As SharePoint moves into the Data Center as a formal service offering the concern about disaster recovery arises. Specifically, as the business integrates SharePoint technologies with their day to day business tasks, it’s importance to the business will increase. Once this happens there will be an expectation that its always on and performing consistently.
So where do you start? Meet with the Data Center staff to understand the base services available to you. Also, keep your Service Level Agreement (SLA) by your side as a reference for decision support. In order to have a SharePoint service that is resilient to disaster, you design must take advantage of existing Data Center services and their experience (this will get you 80% of the way there). For example, if you speak with the Data Center staff about disaster recovery services available to you and the approach they have taken with other applications.

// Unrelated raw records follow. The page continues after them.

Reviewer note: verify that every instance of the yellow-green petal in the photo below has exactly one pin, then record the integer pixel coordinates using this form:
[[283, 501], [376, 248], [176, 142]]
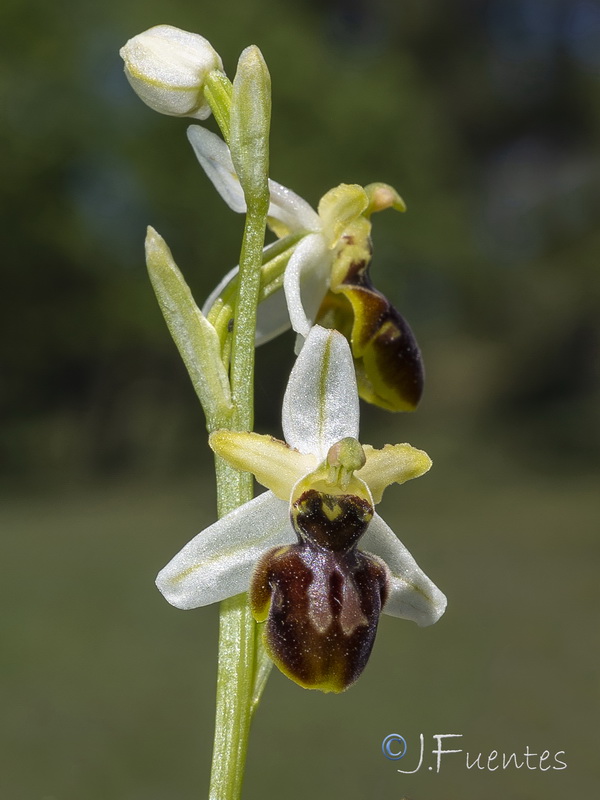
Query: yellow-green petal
[[339, 207], [395, 463], [274, 464]]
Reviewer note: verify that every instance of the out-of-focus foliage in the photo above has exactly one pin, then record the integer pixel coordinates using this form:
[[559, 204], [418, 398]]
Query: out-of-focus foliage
[[483, 114]]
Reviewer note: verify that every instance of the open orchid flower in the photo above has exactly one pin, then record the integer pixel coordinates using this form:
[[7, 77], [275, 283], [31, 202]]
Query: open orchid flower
[[319, 563], [327, 277]]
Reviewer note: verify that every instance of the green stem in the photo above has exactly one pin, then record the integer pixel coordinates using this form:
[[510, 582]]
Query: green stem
[[238, 651]]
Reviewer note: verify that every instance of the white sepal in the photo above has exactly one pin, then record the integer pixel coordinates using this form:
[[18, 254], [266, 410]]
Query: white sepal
[[215, 159], [320, 405], [305, 281], [219, 561], [167, 68], [412, 595]]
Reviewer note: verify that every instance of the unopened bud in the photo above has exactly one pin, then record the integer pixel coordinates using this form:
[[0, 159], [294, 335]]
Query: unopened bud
[[167, 68]]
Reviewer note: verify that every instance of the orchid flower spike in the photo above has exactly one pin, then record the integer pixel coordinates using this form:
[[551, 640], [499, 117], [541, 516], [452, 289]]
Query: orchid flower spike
[[319, 563], [167, 68], [327, 278]]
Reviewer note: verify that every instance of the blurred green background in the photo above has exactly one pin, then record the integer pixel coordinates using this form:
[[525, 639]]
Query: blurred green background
[[485, 116]]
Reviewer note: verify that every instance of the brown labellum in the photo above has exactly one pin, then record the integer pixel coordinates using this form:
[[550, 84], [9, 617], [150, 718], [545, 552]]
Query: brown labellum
[[388, 363], [321, 598]]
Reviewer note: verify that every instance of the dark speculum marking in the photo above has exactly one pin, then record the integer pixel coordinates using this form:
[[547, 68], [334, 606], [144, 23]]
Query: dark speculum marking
[[321, 598], [388, 360]]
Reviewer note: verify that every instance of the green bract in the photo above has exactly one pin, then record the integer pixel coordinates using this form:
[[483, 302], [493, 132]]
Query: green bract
[[322, 490]]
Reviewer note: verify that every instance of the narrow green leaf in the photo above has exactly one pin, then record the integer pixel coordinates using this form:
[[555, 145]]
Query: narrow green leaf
[[195, 337]]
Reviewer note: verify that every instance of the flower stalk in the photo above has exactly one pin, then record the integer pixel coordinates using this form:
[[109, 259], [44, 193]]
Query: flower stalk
[[240, 653]]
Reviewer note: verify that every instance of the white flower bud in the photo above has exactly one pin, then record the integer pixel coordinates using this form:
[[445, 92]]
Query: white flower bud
[[167, 68]]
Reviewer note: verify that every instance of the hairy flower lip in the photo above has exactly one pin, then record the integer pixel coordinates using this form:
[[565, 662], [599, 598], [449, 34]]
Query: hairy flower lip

As you go through the design process, consider focusing on the following areas:
- A distributed design – Generally companies start with a medium farm for each major continent. This is because of WAN, performance, staffing, regional laws etc.
- Rebuild procedures – The exact (tested and proven) steps for building the farms and restoring the databases and index.
- Media storage – If the data center is gone, where do you obtain the media? Off site storage facilities?
- Off site facilities – Where does everyone convene to begin the rebuild process? Do you have phones? Security access? Can your staff get to the location quickly?
- Hardware procurement – Where do you get new hardware? Perhaps you have standby hardware arrangements with your vender?
- Network – Does your network provider have service in the area of your off site facilities? What’s required to get the site online?
- Lost staff – Though not a pleasant though but who else knows how to rebuild your farms?
- Communication plan – How do you inform people? How do you rally the troops? What are their roles?
As you think through the process of a design, ask yourself the following questions to help validate the design:
- What happens if I lose a Data Center? The complete data center is gone. All the tools and facilities are lost.
- What happens if I lose the farm? The farm is gone but the data center is still available and therefore all the tools for recovery are as well.
- What can venders provide from a product and services perspective to help you reduce time to recovery?
For the most part I see clients focusing on SQL Server backup and restore for their Disaster Recovery plan – which is only part of the picture right? If my job was on the line I’d approach Disaster Recovery from a holistic standpoint and if management chose to strip the plan down I would atleast have my vision published and a paper trail when this go south some day.
So Disaster Recovery is complex huh? As you work through your plan you will quickly begin asking yourself questions such as, does SharePoint justify this sort of investment? Is it really a priority? Perhaps I want a managed service?